The CBOE volatility index, seen as Wall Street's fear gauge, has tumbled since a December peak as investors stay on the sidelines and wait for clarity around China-U.S. trade talks and Brexit.
IG, which started as the world's first spread-betting firm in 1974 with just three employees, saw net trading revenue drop to 108 million pounds in the quarter ended Feb. 28 from 152.9 million a year earlier.
IG also saw client numbers nearly halve to 51,800 in the European Union and the UK.
"We had not anticipated a particularly bullish statement from IG but this is worse than we expected," analysts at Shore Capital said.
The stock was down 45 pence or 8.2 percent at 503p by 1010 GMT, after falling as low as 492.2p, its lowest since April 2017. The decline also dragged down rivals Plus500 Ltd and CMC Markets in early trade.

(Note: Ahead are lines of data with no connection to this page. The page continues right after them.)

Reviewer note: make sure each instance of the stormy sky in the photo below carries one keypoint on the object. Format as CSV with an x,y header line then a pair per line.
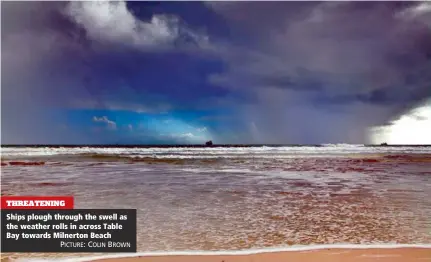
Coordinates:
x,y
234,72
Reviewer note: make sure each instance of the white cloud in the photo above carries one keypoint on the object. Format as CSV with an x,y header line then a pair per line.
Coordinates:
x,y
104,119
112,21
414,127
185,135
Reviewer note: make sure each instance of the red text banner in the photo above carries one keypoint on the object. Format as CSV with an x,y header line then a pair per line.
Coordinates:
x,y
37,202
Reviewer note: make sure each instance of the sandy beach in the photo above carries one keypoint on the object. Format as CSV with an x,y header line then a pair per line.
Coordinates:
x,y
242,200
326,255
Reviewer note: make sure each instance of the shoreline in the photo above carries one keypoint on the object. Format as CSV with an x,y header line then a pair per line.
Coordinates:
x,y
330,252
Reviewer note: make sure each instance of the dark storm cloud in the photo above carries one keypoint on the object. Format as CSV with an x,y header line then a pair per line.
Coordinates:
x,y
294,72
359,57
49,62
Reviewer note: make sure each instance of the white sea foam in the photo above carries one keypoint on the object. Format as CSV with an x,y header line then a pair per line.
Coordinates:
x,y
229,252
213,152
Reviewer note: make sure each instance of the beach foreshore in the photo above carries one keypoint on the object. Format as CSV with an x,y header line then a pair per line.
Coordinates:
x,y
325,255
336,254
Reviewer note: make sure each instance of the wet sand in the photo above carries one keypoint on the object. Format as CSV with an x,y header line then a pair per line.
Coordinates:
x,y
326,255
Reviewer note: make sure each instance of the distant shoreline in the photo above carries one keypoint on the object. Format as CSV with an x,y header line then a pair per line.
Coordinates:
x,y
202,146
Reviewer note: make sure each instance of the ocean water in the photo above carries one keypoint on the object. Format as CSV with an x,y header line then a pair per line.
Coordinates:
x,y
236,198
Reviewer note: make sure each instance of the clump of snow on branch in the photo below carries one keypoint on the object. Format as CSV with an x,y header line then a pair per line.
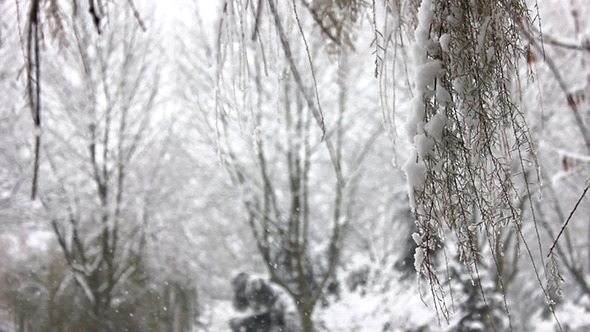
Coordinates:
x,y
468,134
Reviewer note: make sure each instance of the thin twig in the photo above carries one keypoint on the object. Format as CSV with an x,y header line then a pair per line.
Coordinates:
x,y
568,219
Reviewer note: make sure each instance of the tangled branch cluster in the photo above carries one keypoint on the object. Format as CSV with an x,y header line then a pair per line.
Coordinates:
x,y
470,139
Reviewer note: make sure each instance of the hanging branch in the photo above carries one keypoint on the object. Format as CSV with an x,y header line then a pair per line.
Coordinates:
x,y
568,219
33,85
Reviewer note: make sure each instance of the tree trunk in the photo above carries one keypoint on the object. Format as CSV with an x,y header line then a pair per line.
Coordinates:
x,y
305,317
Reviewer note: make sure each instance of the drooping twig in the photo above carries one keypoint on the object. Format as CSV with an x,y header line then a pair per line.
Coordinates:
x,y
568,219
33,85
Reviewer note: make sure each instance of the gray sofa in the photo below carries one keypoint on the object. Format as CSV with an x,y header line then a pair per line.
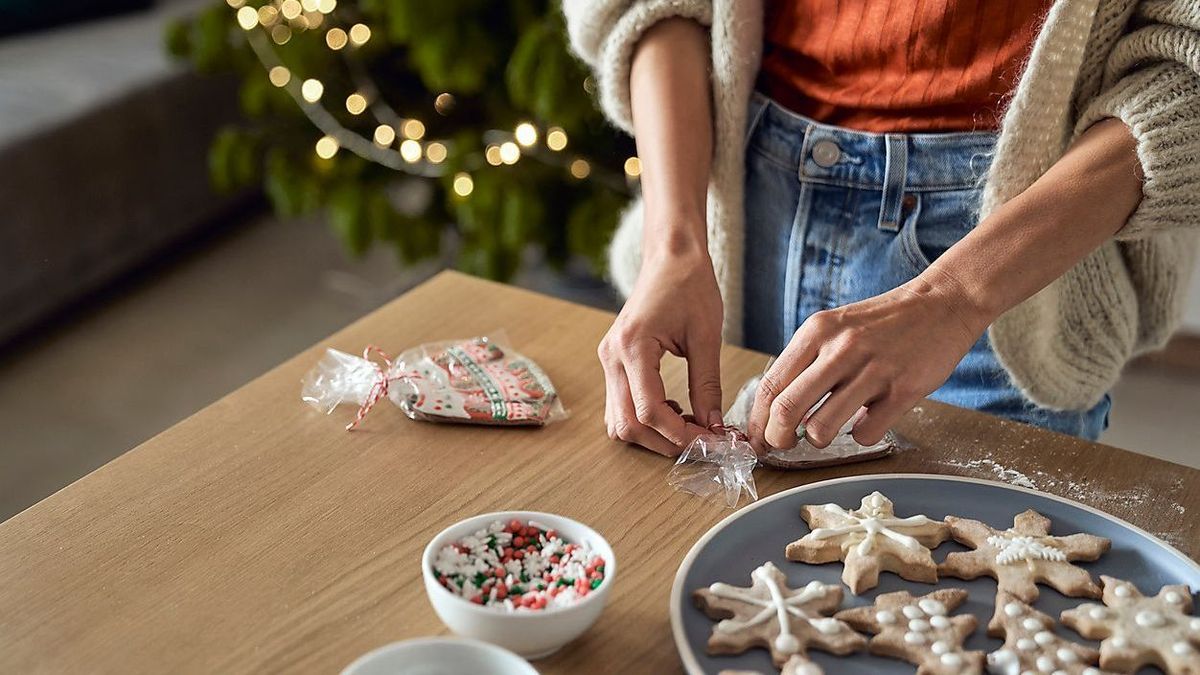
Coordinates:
x,y
103,144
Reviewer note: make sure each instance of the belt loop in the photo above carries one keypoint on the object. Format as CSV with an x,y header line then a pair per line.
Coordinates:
x,y
894,177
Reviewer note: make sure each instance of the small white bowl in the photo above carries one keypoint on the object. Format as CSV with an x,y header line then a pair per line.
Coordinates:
x,y
532,634
439,656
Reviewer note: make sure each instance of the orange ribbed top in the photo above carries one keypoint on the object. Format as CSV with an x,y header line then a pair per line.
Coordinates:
x,y
901,65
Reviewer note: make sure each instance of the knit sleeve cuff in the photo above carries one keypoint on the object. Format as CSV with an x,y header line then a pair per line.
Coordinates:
x,y
618,47
1161,105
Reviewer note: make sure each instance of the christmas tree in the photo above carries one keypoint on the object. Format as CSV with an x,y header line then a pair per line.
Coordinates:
x,y
405,119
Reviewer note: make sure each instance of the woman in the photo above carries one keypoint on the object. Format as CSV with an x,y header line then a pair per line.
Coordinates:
x,y
993,204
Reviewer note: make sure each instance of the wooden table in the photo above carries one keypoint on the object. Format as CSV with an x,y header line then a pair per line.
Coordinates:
x,y
258,536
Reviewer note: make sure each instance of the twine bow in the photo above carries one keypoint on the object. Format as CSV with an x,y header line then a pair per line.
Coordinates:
x,y
378,390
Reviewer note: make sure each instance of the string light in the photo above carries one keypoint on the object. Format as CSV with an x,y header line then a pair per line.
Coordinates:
x,y
327,147
413,129
291,9
247,18
556,138
280,76
311,90
411,150
385,135
335,39
509,153
633,167
355,103
462,184
281,34
360,34
436,153
526,133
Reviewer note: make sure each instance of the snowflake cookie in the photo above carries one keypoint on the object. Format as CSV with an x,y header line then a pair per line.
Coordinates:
x,y
870,539
785,621
1031,644
919,629
1024,555
1138,631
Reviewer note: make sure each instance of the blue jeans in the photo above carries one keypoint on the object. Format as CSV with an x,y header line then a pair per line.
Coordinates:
x,y
835,216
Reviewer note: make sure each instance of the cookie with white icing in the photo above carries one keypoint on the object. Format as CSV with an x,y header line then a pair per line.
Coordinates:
x,y
921,631
1024,555
1031,644
769,614
1138,631
870,539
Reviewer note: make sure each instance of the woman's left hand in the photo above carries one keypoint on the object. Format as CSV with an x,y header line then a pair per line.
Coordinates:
x,y
883,353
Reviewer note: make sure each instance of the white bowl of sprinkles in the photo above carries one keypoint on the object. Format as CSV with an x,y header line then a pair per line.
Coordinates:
x,y
551,595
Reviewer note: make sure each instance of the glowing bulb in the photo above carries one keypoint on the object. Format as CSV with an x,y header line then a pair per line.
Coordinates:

CMC Markets had last month forecast a fall in fourth-quarter revenue for its unit that offers trading products to retail clients.
To cushion the hit from the regulatory curbs, companies have been focusing on re-categorizing their retail clients as professionals.
IG said 1,425 more clients from the region regulated by the ESMA had applied to be classified as professional during the quarter, though only 14 percent of those applications were accepted.
(GRAPHIC: Regulatory curbs hit British online trading platforms - https://tmsnrt.rs/2UNoxcS)
(This story corrects paragraph 8 to compare EU, UK client numbers on a sequential basis, not year-on-year)
(Reporting by Muvija M in Bengaluru; Editing by Bernard Orr and David Holmes)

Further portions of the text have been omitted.